Elle se veut d'abord une méthode de pensée totalement opposée à ce qu'elle nomme la méthode cartésienne , à laquelle elle veut se substituer, nécessitant par là même une modification radicale de nos points de vue. Voici quelques principes issus d'un ouvrage destiné à aider à la gestion des entreprises [122]
, en utilisant l'approche systémique qui est ainsi définie :
À l'opposée d'une vision mécaniste, déterministe (telle cause crée tel effet), elle traite conjointement effets et causes dans leurs interactions.
Elle associe, rassemble, considère les éléments dans leur ensemble, les uns vis à vis des autres et dans leurs rapports à l'ensemble, […] à l'inverse de la logique cartésienne qui dissocie, partage, décompose pour simplifier la problématique.
Elle prend en compte l'ensemble du système auquel appartient l'élément, l'individu ou le problème considéré, afin de l'appréhender par ses interactions avec les autres éléments du même système, […] à l'inverse de l'approche analytique qui prend en compte l'élément, l'individu ou le problème considéré pour, à partir de lui, tenter d'appréhender l'ensemble.
Il s'agit donc bien d'une approche globale, où les interactions (rapports) entre les éléments ont cependant moins d'importance que le comportement global lui même. La systémique met aussi en évidence la porosité des systèmes en interaction et la primauté des principes organisateurs du système englobant , sur ses sous-systèmes. La stabilité, l'équilibre du système étant le résultat de sa dynamique, le changement de cet équilibre doit vaincre le principe d'homéostasie* : il est soumis à une action suffisamment significative et pendant un temps suffisamment long (afin d'être approprié par l'ensemble du système) pour être intégré par le système comme critère opératoire. En filiation avec la cybernétique, la systémique met donc l'accent sur les boucles de rétroaction négative et l'homéostasie, la stabilité et la finalité. Elle inclut aussi, de façon prépondérante, l'incertitude.

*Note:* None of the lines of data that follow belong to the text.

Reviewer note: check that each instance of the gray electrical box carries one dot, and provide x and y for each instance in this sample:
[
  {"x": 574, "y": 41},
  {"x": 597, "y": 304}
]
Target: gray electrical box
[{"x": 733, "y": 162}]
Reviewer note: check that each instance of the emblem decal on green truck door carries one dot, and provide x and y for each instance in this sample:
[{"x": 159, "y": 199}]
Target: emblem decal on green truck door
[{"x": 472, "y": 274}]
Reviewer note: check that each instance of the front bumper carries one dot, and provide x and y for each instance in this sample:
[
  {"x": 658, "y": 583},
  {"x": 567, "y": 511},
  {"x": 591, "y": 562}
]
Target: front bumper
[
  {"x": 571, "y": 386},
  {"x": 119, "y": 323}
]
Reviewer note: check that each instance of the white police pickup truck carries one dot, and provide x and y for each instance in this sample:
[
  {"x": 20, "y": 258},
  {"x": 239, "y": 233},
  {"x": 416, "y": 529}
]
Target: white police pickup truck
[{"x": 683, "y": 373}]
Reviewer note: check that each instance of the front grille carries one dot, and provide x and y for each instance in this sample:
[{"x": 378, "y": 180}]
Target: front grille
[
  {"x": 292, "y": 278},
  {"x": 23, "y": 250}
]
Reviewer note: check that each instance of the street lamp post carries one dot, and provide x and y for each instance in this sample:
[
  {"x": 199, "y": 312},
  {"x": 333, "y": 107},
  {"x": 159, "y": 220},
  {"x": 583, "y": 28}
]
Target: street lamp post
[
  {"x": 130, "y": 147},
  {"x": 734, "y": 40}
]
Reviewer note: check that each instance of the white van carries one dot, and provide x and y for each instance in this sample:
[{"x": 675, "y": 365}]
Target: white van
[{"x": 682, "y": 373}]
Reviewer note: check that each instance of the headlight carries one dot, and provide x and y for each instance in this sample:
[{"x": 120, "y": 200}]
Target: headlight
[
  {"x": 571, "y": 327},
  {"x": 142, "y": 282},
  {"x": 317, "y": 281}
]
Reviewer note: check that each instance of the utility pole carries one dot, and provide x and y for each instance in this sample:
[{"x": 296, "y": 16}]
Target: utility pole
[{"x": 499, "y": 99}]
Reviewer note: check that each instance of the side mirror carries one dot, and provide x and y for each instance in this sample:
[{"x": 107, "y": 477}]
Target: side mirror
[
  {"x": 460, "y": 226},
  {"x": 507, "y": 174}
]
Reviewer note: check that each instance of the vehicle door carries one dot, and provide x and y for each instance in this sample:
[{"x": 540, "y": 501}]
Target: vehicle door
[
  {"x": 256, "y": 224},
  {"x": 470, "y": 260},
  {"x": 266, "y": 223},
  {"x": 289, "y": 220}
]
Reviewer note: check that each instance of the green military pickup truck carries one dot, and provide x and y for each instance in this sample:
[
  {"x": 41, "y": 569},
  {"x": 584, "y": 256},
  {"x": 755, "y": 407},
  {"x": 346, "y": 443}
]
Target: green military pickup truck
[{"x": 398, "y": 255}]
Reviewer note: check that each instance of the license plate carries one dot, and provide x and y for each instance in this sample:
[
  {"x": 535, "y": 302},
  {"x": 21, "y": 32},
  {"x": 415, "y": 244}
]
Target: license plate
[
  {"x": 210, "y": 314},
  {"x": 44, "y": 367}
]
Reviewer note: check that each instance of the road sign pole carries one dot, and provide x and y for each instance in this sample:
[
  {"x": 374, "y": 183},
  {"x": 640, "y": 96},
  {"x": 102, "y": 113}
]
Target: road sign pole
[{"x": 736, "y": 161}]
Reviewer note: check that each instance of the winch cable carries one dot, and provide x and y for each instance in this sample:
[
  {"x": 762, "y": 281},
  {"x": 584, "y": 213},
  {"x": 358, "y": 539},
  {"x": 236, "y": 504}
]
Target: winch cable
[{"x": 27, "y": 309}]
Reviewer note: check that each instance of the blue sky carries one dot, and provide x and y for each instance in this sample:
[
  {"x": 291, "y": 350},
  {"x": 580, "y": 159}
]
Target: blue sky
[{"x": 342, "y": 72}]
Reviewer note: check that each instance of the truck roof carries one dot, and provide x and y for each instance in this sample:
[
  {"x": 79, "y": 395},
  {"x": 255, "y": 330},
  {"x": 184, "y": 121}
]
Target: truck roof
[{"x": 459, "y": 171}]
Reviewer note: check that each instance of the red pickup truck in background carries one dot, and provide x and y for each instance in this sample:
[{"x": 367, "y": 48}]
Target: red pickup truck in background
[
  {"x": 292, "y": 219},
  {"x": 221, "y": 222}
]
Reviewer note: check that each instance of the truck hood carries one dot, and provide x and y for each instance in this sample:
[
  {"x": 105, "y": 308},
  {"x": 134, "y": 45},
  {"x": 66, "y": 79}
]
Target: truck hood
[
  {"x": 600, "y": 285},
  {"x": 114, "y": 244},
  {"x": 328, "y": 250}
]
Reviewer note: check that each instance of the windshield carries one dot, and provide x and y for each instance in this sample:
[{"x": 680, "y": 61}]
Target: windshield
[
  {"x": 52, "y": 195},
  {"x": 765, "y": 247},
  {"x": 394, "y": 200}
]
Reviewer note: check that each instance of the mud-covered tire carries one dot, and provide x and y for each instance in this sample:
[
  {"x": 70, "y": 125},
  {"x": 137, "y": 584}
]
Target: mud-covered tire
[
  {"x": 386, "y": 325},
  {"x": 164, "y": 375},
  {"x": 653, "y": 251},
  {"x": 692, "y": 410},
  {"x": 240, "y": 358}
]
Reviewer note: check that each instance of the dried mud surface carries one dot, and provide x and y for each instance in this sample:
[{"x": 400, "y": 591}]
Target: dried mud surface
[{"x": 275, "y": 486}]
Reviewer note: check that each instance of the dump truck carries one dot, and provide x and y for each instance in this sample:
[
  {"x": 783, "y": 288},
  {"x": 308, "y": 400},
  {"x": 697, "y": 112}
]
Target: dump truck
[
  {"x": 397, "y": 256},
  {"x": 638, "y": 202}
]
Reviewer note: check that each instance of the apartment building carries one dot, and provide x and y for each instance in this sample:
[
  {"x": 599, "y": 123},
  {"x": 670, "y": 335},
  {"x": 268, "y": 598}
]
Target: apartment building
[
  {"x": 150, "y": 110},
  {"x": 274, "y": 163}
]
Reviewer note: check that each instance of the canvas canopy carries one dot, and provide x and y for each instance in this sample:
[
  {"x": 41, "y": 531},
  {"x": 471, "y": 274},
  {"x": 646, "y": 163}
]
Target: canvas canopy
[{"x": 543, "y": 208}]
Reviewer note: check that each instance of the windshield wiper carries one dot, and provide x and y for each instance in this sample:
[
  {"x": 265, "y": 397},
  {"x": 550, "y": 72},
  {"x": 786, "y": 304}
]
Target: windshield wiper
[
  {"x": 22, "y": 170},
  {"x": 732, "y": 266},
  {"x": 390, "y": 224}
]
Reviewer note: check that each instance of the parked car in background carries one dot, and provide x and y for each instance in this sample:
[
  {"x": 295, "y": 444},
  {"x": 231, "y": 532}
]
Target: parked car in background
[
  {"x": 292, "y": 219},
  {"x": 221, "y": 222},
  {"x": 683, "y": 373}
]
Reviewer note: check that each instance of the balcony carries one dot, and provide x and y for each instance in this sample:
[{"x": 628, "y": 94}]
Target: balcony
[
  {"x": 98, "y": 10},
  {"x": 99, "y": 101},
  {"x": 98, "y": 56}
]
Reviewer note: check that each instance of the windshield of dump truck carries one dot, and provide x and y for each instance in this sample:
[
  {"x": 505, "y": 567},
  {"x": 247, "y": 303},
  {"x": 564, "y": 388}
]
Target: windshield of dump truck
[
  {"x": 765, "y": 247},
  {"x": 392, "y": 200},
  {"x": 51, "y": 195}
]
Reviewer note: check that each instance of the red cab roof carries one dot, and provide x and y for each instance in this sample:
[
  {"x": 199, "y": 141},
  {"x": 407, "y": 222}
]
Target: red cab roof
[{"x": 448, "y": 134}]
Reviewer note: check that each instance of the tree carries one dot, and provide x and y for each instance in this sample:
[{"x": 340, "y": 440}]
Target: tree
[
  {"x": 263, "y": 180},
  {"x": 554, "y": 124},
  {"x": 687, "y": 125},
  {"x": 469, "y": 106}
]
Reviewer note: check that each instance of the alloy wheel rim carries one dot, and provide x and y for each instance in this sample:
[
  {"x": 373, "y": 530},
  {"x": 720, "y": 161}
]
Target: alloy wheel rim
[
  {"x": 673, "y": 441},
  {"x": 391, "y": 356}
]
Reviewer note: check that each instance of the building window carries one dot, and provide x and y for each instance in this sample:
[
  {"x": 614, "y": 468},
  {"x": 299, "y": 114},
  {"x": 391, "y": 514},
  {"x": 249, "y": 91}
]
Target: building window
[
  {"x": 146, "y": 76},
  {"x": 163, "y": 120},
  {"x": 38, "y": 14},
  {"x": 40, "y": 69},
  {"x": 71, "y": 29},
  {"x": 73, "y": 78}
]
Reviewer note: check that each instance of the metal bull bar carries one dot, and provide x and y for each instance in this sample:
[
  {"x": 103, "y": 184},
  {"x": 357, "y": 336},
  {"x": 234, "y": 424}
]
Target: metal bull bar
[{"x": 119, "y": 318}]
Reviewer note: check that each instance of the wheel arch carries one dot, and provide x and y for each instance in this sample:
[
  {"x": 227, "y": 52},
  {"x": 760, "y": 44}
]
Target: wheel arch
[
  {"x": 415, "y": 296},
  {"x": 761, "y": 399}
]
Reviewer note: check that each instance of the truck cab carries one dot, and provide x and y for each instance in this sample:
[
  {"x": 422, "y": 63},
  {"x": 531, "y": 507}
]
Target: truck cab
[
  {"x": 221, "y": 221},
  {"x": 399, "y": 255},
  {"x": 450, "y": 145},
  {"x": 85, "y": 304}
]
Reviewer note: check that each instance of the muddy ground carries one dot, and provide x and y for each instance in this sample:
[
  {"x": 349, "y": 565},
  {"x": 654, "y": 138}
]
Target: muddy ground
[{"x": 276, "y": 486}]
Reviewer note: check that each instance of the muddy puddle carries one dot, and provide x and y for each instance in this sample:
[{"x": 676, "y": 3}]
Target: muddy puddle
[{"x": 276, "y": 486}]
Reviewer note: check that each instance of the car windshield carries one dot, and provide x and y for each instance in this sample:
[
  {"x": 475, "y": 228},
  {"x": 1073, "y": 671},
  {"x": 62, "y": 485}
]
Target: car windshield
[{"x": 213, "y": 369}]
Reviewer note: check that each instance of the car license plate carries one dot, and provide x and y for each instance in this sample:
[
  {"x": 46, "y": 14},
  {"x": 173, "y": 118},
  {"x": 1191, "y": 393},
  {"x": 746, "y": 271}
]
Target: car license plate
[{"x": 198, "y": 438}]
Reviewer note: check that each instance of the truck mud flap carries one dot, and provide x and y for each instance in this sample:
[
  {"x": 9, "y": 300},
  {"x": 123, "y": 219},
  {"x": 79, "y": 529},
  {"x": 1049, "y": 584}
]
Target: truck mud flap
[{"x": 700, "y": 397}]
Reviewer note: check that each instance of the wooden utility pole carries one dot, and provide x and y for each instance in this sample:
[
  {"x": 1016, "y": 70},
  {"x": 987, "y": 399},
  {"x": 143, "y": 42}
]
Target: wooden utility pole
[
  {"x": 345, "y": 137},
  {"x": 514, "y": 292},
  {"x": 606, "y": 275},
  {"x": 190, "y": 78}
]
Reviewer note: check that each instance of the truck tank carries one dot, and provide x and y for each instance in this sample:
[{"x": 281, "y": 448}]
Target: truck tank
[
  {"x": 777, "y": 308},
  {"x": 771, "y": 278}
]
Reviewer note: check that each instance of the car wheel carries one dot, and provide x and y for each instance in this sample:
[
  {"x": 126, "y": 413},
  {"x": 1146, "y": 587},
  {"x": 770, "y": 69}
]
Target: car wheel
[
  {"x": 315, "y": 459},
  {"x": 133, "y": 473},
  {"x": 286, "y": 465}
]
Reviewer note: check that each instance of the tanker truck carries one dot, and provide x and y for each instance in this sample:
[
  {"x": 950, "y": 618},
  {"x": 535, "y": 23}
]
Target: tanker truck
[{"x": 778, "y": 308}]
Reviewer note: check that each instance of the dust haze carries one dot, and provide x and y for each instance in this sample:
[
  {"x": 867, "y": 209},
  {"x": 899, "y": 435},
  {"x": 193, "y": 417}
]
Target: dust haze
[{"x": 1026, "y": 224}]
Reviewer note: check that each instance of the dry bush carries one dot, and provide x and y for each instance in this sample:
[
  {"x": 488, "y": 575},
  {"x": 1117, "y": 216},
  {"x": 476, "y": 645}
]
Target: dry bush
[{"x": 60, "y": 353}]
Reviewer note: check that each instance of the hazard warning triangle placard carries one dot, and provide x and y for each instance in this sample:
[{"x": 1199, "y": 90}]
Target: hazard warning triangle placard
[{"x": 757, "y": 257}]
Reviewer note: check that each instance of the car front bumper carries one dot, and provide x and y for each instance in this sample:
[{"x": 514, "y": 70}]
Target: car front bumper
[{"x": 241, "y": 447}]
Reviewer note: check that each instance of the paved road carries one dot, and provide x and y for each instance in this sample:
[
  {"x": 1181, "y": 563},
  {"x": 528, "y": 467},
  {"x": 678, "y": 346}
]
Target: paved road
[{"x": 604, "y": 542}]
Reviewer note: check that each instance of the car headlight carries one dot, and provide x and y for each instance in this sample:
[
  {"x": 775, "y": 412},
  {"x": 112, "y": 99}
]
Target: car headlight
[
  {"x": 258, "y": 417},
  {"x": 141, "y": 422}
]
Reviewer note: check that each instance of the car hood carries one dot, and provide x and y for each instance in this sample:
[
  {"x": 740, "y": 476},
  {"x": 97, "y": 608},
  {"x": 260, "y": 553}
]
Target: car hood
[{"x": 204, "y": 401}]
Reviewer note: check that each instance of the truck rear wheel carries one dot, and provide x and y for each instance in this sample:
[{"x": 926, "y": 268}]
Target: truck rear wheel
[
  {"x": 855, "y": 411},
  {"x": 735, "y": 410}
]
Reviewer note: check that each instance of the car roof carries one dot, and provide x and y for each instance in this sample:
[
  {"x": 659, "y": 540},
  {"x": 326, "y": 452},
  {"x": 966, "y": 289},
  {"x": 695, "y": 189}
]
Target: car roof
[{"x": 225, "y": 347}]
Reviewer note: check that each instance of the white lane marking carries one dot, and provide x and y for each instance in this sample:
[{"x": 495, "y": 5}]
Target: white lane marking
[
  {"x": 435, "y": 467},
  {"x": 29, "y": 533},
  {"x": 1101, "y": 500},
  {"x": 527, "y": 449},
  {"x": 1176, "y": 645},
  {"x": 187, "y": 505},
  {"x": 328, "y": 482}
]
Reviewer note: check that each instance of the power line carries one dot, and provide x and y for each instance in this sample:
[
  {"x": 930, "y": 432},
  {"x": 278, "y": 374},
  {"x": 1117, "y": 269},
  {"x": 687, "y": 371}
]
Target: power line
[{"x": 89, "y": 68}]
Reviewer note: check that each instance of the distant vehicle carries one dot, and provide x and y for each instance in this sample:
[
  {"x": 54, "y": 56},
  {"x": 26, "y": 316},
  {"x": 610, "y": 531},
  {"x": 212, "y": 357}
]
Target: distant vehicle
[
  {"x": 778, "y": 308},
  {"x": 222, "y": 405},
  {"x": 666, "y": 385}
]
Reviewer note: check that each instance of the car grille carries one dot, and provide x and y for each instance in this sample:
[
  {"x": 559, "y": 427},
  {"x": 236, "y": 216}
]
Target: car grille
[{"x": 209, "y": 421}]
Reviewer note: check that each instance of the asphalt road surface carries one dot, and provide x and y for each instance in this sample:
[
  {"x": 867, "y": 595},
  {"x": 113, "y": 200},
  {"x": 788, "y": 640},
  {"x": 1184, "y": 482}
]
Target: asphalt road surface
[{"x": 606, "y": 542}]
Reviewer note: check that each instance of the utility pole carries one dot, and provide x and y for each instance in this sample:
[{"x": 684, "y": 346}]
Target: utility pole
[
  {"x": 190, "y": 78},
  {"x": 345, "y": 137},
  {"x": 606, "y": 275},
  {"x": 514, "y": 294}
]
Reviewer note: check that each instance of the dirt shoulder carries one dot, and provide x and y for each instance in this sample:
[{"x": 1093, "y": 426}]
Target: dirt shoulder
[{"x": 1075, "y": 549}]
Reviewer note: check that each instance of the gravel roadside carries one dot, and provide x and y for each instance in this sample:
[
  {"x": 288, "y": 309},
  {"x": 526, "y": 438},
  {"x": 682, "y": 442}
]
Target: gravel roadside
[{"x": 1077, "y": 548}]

Enfin, elle définit une hypercomplexité dont : la réalité est par et dans son mouvement, mettant en jeu d'innombrables paramètres interactifs, structurés et fonctionnant selon une logique de système. Le cerveau humain, l'humain, les groupes humains sont des exemples de systèmes hypercomplexes. Tout système est un élément « vivant » dont la stabilité réside dans la raison d'être, dans le traitement d'une problématique,
120 ibid. p. 10. 121 Voir aussi Jean Louis Lemoigne in « Systémique et complexité » numéro spécial de la Revue internationale de systémique , 1990. 122 Arlette Yatchinovsky, L'approche systémique pour gérer l'incertitude et la complexité , ESF éditeur, Coll. formation permanente,1999.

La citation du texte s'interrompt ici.